Penis joins list of places where microplastics are being found

The penis has joined the list of places where scientists have discovered the increasingly omnipresent microplastics, tiny shards of plastic shedded from carelessly discarded rubbish. Bernd Wüstneck/dpa

Scientists have found microplastics in tissue samples of the penises of six men who were treated for erectile dysfunction.

The discovery "raises inquiries on the ramifications of environmental pollutants on sexual health," say researchers at the University of Miami in the US and the Helmholtz-Zentrum Hereon in Germany.

Microplastics - shards smaller than 5 millimetres in diameter, around the size of a rice grain - are typically a by-product of plastic rubbish breaking down in nature after being carelessly discarded.

The seemingly ubiquitous pollutant has "infiltrated atmospheric, freshwater and terrestrial ecosystems, penetrating commonplace consumables like seafood, sea salt, and bottled beverages," according to the researchers.

The team's findings, which were announced in The International Journal of Impotence Research, part of the Nature stable of science publications, came less than a month after microplastics were reportedly found in human and dog testicles by a team from the University of New Mexico.

Other recent research has found even smaller plastics known as nanoplastics, often from bottled water, entering the human bloodstream and passing from mother to baby in the womb.
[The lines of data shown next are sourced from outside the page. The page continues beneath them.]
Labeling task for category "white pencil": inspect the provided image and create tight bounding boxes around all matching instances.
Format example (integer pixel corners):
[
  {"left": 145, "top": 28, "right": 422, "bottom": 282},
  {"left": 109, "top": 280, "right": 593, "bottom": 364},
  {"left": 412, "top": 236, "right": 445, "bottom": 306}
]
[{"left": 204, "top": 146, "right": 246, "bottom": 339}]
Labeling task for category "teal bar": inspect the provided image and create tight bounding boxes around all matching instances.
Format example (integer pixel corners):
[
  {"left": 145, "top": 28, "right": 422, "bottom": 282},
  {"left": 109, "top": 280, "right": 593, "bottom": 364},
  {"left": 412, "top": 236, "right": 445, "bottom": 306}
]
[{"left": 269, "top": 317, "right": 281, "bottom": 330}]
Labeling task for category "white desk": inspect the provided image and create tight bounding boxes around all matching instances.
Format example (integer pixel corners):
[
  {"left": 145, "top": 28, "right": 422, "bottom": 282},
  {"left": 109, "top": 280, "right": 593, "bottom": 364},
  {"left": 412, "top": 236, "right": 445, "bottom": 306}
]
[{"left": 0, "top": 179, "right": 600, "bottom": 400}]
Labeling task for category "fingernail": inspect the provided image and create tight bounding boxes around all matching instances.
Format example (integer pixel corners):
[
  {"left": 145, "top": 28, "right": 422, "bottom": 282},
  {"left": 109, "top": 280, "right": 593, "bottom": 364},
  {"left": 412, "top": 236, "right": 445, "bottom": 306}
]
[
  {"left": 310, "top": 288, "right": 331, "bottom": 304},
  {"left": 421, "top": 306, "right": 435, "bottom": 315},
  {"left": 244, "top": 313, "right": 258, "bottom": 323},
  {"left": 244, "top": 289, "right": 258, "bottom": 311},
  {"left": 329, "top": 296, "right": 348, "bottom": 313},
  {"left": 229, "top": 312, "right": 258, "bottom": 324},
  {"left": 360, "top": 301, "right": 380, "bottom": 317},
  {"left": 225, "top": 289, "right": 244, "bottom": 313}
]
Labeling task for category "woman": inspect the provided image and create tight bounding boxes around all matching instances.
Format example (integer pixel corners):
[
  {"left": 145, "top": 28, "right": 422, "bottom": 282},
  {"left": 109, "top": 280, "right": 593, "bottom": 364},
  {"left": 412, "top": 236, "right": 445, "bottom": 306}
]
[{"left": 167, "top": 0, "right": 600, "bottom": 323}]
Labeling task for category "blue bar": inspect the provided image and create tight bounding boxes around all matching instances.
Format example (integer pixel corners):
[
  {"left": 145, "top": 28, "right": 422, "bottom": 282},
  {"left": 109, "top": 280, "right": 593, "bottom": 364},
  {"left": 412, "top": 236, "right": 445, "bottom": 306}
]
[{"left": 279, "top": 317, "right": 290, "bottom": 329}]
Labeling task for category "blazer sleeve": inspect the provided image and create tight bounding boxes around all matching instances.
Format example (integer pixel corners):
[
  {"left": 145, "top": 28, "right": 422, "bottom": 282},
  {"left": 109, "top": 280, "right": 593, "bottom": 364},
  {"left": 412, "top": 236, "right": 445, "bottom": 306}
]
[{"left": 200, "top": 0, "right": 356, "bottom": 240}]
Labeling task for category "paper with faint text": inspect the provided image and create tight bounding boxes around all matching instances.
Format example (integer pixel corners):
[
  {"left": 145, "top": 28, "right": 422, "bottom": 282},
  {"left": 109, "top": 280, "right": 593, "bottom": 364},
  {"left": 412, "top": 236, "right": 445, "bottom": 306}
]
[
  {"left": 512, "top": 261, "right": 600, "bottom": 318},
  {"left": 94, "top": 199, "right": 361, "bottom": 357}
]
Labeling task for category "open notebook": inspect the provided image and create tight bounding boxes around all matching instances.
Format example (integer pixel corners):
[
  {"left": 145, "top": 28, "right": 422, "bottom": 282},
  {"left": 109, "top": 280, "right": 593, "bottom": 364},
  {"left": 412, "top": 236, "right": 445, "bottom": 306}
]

In April, a British science team published research showing that when microplastics come into contact with sweat, they can leach poisonous chemicals into the human body.

According to a European Parliament announcement during the same month, the European Union’s plastic packaging waste "increased from 66 million tonnes in 2009 to 84 million tonnes in 2021."

Other estimates have put the annual global amount of plastic waste as having topped 400 million tonnes a year, with wealthy nations in recent years accused of exporting rubbish to Asia for dumping, in turn spreading pollution and microplastics.